Apparent clearance (CL/F).
During the 3 month maintenance treatment period (6.25 mg/kg b.i.d.). Average derived from values presented in Table S1
Bold indicates the unusual values and genotypes discussed in the text.
The serum trough and peak (2 hours post dose) concentrations were monitored during the 3 month DCA maintenance treatment (6.25 mg/kg b.i.d.). The average DCA trough concentration increased with time, from 0.074 mmol/L on d8 to 0.309 mmol/L on d84 (Figure 3A, Table S1). This trough concentration range is very similar to the data reported by Chu et al.14 Strikingly, P002 had DCA trough concentrations two‐ to threefold higher than the average of the other patients on d56 and d84 (Figure 3A, Table S2), correlating with the highest TNSc (Figure 1B). Neither neuropathy score nor trough concentrations were elevated during the first month of DCA treatment. The DCA peak concentrations ranged from 0.04 to 0.69 mmol/L when patients were on maintenance dose (Figure 3B, Table S1).
3.5. Pharmacogenetics
We determined the genotypes of the patients for the common promoter and coding region SNPs of GSTZ1. Overall, the alleles present in our seven patients were consistent with expected frequencies for Caucasians. Notably, P001 and P007 possessed one allele of GSTZ1*A, a minor haplotype with 3.6‐fold enzymatic activity toward DCA in vitro compared to wild‐type protein.20 The presence of GSTZ1*A correlated with the shorter half‐life of DCA and lower AUC on d1 (Figure 2A, Table 2).
All isoforms of GSTZ1 are irreversibly inactivated by DCA requiring expression of new protein to restore enzyme activity. Promoter SNPs have been described that result in expression differences of GSTZ1. An A at nt −1002 is associated with lower promoter activity in vitro22 and lower protein expression in human liver.23 P002 possessed an uncommon genotype at nt −1002, being homozygous A for the low activity promoter. This correlated with the highest average DCA trough concentration (Figure 3, Table 2) and the highest TNSc (Figure 1B).
3.6. Drug combinations in vitro
We examined the effect of DCA in combination with CyBorD on cell viability of myeloma cell lines in vitro. A fixed ratio of the cytotoxic agents (400: 1: 10, based on P002’s CyBorD dosing regimen) for cyclophosphamide: bortezomib: dexamethasone (DEX) was tested against U266 and RPMI 8226 cells, which have previously been shown to have different levels of glycolytic activity.34 Consistent with Sanchez et al,34 5 mmol/L DCA alone significantly reduced the total viable cell number of RPMI 8226 cells (high glycolytic activity), but not U266 cells (low glycolytic activity) (Figure 4A). Regardless of this difference in response to DCA alone, DCA did not increase the effectiveness of cytotoxic doses of the CyBorD drug combination in either cell line (Figure 4A).

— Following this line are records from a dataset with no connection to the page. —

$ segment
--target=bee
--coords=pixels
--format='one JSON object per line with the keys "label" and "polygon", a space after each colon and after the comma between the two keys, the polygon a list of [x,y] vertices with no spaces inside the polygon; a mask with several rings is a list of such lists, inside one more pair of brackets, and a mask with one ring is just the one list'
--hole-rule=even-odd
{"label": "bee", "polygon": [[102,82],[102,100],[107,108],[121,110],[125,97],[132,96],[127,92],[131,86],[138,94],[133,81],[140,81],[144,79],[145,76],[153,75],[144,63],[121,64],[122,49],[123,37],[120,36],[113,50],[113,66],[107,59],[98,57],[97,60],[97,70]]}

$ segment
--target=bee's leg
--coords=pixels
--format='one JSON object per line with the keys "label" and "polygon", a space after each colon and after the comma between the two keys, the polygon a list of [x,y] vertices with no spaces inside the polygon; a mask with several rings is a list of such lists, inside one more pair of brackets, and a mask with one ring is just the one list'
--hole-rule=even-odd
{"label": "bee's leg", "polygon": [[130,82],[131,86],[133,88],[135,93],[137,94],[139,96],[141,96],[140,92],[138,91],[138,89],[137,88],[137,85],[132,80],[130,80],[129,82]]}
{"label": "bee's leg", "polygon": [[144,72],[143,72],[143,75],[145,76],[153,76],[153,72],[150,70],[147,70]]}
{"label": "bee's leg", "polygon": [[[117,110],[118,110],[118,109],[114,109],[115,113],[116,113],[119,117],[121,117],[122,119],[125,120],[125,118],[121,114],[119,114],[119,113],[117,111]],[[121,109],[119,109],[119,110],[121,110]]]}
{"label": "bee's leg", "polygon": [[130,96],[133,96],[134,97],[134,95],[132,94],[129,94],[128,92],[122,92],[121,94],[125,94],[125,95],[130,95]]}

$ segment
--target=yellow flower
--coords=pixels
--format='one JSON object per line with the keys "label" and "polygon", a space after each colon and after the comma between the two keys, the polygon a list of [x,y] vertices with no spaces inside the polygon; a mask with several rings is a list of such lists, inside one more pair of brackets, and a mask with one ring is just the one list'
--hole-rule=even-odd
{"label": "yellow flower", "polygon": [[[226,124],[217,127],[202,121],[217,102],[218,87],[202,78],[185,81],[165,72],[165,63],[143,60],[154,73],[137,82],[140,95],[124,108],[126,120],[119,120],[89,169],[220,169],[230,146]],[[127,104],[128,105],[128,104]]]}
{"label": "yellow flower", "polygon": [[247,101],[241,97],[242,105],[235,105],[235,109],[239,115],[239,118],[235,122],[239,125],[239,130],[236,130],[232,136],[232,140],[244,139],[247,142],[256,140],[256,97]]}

The impact of DCA on cell viability in vitro when used in combination with the standard myeloma therapies DEX and lenalidomide (LEN) was also examined. RPMI 8226 cells were moderately sensitive to DEX, whereas U266 cells were unresponsive (Figure 4B). The addition of DCA to low concentrations of DEX further decreased total viable cell number in RPMI8226 cells, however, the viability of U266 cells did not change. Neither cell line was sensitive to LEN at the concentrations tested (Figure 4C). DCA was effective at reducing total viable cell number in the presence of LEN in RPMI 8226 cells but did not alter total viable cell number of U266 cells treated with LEN (Figure 4C). Similarly, when DCA was added the combination of LEN and DEX, there was no difference in total viable cell number (Figure 4D). A similar lack of synergistic effect of DCA with these agents was observed in the additional myeloma cell lines MM.1S and MM.1R which were sensitive to LEN (Figure S3).
4. DISCUSSION
Targeting the cancer metabolic phenotype may offer a novel cancer treatment strategy not yet in routine clinical use. The glycolytic phenotype has received much interest, as it can be targeted by DCA, a prototypic pan‐PDK inhibitor that has been in clinical use for other indications for decades.4 In this small pilot study we found that, although response rates were low, there were very different pharmacokinetic profiles for DCA which are likely to have impacted both on the response rates and toxicity and suggest alternative approaches to dosing may be required.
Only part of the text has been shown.